Interesting news yesterday. The focus was very much on Greece, as you might expect, although what was happening in China was possibly a far bigger story and one that links to something I’ve got on my new risk map (early draft above).
If you missed it (which if you live in Europe you may well have) $3.2 trillion has been wiped off the value of the Chinese stock market in just three weeks. This may be linked to concerns about Greece, but there’s a far bigger story here in my view and one that I’ve been talking about for the past five years.
China currently has an export-orientated model. That’s fine, but it makes China hugely vulnerable to external economic shocks (such as Europe), especially when you have an imbalance of young men in the population.
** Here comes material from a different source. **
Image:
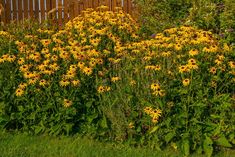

It’s a bit like in that film speed, where there’s a bomb on a bus that will detonate if the bus travels at less than 50 miles per hour. China needs a certain growth rate (people used to say 8% but the figure is probably far lower than this) to keep its people happy.
If people in China (especially young men) have got jobs, homes and the prospect of buying things like cars then everyone is happy. But of Europe falls over economically this could send shock waves across China. In short the unspoken deal done by the government whereby people can get as rich as they like if they don’t criticise the ruling party blows up. People (especially young men) could be thrown out of work and potentially their homes. Hey Presto, Tiananmen Square the sequel, but this time with an overlay of social media.
Maybe that’s why the Chinese internal security budget exceeds its external defence budget. That’s what worries China!